I remember losing a bet a while back, because I was naive enough to think that was how cookies worked in the first place. Why did other sites ever have access to cookies they didn’t create was beyond me.
> Why did other sites ever have access to cookies they didn’t create was beyond me.
They don't.
If you go to example.com, and it loads an ad on tracker.com, then tracker.com will create a cookie. example.com WILL NOT be able to see that cookie. Likewise, if you were to log into example.com, tracker.com WILL NOT see the example.com cookie.
What happens (Without third party cookie blocking or FF's TCP) is if you then go to anothersite.com, and it also loads an ad from tracker.com, then the same cookie sent to it while visiting example.com will be sent, resulting in tracker.com knowing that you visited both sites. The admins of both example.com and anothersite.com will then be able to look at analytics and see that the visitors of their site also visit the other.

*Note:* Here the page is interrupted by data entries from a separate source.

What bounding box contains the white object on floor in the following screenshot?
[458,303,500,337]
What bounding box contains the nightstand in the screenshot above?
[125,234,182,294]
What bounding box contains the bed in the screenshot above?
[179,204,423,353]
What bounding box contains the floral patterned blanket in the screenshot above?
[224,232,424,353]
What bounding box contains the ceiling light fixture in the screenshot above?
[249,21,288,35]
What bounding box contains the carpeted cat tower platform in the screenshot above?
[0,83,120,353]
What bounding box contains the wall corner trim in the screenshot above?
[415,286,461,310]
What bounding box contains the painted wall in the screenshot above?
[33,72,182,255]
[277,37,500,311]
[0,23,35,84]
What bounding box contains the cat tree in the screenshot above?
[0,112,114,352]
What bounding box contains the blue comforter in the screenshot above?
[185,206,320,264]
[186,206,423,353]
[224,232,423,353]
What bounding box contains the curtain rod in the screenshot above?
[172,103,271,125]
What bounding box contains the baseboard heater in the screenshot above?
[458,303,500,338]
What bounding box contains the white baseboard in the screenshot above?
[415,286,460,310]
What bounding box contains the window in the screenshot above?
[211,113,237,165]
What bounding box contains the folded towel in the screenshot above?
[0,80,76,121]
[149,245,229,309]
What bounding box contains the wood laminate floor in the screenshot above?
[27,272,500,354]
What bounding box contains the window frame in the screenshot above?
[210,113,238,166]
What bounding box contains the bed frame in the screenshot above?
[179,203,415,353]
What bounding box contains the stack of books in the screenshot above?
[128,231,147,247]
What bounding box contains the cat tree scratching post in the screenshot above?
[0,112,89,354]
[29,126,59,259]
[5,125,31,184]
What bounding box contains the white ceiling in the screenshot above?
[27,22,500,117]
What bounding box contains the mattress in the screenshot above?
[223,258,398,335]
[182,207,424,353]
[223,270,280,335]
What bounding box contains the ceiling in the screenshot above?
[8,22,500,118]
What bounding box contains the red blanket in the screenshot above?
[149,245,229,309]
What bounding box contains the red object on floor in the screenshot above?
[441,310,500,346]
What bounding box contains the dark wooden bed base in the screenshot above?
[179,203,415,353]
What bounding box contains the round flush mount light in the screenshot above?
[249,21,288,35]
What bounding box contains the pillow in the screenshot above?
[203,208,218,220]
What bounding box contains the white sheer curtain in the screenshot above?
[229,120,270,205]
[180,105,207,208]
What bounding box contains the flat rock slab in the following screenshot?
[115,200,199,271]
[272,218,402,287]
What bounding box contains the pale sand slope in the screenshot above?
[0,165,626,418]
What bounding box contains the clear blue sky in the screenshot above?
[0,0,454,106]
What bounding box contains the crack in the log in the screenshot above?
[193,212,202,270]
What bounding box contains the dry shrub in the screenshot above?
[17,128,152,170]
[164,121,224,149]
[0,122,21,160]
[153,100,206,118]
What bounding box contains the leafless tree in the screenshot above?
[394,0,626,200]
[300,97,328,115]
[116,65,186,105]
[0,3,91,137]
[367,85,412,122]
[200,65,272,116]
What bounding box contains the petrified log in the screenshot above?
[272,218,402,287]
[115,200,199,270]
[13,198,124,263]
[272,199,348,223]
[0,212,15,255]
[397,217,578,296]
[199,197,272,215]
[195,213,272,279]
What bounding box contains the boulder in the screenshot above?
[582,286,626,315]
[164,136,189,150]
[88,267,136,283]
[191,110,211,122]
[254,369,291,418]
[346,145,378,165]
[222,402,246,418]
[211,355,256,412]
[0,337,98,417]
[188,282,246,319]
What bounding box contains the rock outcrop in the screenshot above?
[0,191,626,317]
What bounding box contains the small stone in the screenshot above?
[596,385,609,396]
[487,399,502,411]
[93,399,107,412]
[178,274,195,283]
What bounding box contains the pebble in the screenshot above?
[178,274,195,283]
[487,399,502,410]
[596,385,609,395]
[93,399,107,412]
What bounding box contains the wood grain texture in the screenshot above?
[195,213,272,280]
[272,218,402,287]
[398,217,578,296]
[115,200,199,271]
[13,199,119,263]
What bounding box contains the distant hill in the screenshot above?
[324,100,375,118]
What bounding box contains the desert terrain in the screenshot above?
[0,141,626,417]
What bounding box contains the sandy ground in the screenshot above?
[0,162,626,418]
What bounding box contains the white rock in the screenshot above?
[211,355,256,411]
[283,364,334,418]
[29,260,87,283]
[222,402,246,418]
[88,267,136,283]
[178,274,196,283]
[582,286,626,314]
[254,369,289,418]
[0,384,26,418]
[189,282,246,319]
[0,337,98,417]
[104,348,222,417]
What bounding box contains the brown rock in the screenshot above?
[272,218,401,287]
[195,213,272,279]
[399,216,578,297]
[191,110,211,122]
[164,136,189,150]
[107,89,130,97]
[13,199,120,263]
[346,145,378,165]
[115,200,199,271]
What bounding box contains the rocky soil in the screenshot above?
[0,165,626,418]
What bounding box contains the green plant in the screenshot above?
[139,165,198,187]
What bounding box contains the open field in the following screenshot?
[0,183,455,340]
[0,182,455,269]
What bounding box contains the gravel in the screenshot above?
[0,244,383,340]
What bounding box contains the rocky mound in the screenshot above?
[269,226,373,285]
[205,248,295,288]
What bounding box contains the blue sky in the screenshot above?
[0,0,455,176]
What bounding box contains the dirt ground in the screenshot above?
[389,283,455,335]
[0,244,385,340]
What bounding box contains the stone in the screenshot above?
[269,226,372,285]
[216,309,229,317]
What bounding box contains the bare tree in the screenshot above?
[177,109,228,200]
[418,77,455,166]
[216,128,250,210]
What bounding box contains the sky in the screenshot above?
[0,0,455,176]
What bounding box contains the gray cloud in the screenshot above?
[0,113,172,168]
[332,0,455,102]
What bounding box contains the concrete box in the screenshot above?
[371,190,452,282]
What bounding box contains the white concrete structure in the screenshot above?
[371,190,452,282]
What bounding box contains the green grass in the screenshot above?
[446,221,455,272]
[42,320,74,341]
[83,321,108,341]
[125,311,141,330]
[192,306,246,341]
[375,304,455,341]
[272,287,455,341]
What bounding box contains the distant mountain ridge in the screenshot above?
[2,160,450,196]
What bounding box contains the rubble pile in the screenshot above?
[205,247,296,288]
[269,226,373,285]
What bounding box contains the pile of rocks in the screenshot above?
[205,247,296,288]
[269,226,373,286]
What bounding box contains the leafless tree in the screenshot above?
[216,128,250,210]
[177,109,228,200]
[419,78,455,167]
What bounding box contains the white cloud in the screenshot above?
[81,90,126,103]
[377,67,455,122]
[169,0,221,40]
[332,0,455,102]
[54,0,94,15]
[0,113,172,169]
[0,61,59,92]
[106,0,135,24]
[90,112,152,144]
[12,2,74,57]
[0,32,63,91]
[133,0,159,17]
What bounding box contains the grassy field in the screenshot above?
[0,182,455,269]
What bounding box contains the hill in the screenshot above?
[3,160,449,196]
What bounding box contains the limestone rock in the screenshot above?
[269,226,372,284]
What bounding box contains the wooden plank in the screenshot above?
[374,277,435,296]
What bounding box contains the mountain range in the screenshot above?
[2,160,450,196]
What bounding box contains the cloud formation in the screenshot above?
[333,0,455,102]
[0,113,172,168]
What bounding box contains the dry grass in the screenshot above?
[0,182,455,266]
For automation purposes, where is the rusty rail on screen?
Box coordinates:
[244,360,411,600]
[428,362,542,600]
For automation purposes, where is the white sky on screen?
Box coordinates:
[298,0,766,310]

At no point is one site ever able to see a cookie they didn't create. Otherwise, this would be a MASSIVE security hole as it would make session stealing trivial.
However, a site is able to see a cookie they created while visiting another site.

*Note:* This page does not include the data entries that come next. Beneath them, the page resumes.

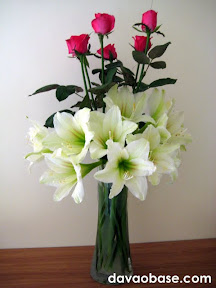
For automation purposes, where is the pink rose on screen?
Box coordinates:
[133,36,151,52]
[66,34,90,56]
[97,44,117,60]
[142,10,157,31]
[91,13,115,35]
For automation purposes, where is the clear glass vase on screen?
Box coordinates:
[91,182,133,285]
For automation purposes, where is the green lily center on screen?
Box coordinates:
[118,159,133,180]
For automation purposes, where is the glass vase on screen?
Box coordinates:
[91,182,133,284]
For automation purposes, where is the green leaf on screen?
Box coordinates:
[56,85,83,101]
[121,66,135,86]
[79,95,91,109]
[121,66,134,76]
[137,82,149,92]
[89,82,115,95]
[113,76,124,83]
[95,94,104,108]
[44,109,75,128]
[106,68,117,83]
[148,42,171,59]
[91,82,100,86]
[156,31,165,37]
[152,24,162,33]
[133,23,151,34]
[132,50,150,64]
[92,69,102,75]
[70,101,82,108]
[29,84,59,96]
[149,78,177,88]
[150,61,166,69]
[105,60,122,70]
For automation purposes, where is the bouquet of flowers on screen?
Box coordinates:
[26,10,191,284]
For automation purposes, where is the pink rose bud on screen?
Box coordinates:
[66,34,90,56]
[142,10,157,32]
[97,44,117,60]
[133,36,151,52]
[91,13,115,35]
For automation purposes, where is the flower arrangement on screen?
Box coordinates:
[26,10,191,283]
[26,10,191,203]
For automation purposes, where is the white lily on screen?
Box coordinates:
[127,125,180,185]
[94,139,156,200]
[90,106,137,159]
[104,85,154,123]
[43,108,94,163]
[166,111,192,149]
[40,149,101,203]
[25,120,51,167]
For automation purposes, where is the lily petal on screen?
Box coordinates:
[125,177,148,201]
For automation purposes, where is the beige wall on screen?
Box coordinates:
[0,0,216,248]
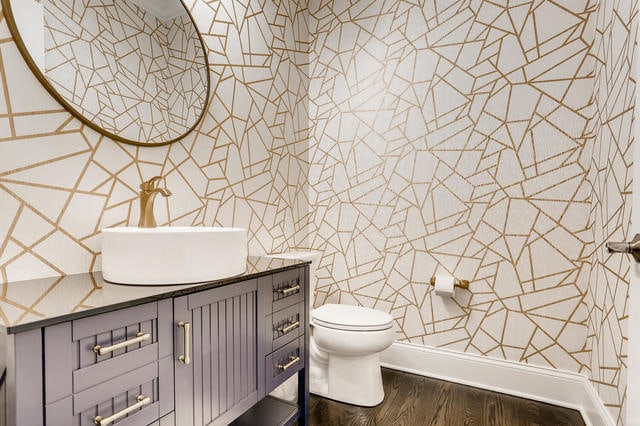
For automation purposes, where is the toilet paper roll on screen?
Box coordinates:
[435,276,456,297]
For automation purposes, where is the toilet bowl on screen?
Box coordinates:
[270,252,395,407]
[311,304,395,407]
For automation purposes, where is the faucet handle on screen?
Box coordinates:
[140,176,162,191]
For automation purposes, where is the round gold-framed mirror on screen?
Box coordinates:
[0,0,211,146]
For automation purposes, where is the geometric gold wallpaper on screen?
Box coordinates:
[585,0,638,425]
[0,0,638,424]
[309,0,597,373]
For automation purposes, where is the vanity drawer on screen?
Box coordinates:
[44,300,173,404]
[265,335,305,393]
[45,362,162,426]
[265,302,305,352]
[271,268,304,312]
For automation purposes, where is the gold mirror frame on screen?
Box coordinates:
[0,0,211,147]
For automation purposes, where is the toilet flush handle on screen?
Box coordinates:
[607,234,640,263]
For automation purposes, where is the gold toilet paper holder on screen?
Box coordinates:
[429,277,469,290]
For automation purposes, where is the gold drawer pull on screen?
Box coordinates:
[278,285,300,296]
[93,332,151,355]
[93,395,151,426]
[278,321,300,334]
[278,356,300,371]
[178,321,191,365]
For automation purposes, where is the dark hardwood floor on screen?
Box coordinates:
[310,368,585,426]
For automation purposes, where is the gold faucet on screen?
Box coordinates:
[138,176,171,228]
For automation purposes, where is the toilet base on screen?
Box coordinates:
[322,353,384,407]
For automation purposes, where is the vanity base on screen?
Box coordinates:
[231,396,299,426]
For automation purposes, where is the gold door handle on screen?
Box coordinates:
[93,332,151,355]
[278,356,300,371]
[278,321,300,334]
[178,321,191,365]
[278,285,300,296]
[93,395,151,426]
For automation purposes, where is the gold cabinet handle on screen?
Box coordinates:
[178,321,191,365]
[93,332,151,355]
[278,356,300,371]
[93,395,151,426]
[278,285,300,296]
[278,321,300,334]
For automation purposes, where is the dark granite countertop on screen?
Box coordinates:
[0,256,310,334]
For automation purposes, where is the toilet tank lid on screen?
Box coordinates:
[311,303,393,330]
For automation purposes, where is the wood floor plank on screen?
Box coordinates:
[310,368,585,426]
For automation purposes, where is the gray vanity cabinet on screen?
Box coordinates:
[0,263,309,426]
[44,300,173,426]
[174,279,258,425]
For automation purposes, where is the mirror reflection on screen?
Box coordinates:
[2,0,209,145]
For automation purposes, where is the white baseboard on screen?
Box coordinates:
[380,342,615,426]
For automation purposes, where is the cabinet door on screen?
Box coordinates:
[174,280,258,426]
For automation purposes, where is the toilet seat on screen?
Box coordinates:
[311,303,393,331]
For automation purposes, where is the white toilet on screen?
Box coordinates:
[270,251,395,407]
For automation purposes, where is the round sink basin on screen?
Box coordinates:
[102,227,247,285]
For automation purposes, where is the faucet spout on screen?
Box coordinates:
[138,176,171,228]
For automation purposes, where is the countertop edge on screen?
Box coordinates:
[0,260,311,335]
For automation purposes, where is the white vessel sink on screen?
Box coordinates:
[102,227,247,285]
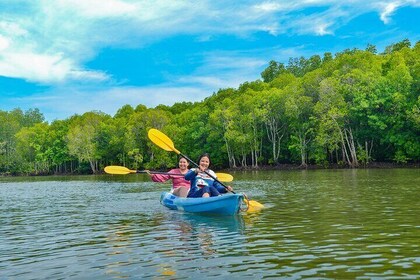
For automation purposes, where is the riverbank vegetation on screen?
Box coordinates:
[0,40,420,175]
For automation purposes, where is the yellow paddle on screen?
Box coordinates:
[147,128,264,211]
[104,165,233,182]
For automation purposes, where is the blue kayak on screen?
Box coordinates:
[160,192,244,215]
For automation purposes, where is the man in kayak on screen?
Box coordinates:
[147,157,190,197]
[185,153,233,197]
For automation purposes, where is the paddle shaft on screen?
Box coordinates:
[136,170,184,176]
[175,150,235,193]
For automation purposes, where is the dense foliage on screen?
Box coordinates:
[0,40,420,174]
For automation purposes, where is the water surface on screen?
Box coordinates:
[0,169,420,279]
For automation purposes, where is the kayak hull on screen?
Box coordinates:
[160,192,244,215]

Maybe this is what you meant, but it wasn't entirely clear.
You don't need access to cookies you didn't create to do cross-site tracking.
Think: Disqus or Facebook comments at the end of articles, which used to be pretty ubiquitous. You'd be logged in and able to comment on any website using a cookie set by Disqus or Facebook, so you wouldn't have to log in or register on each individual website.
This Total Cookie Protection will break that. Your Disqus-set login cookie set on site A won't be visible when you're on site B, so you won't be logged in to Disqus there.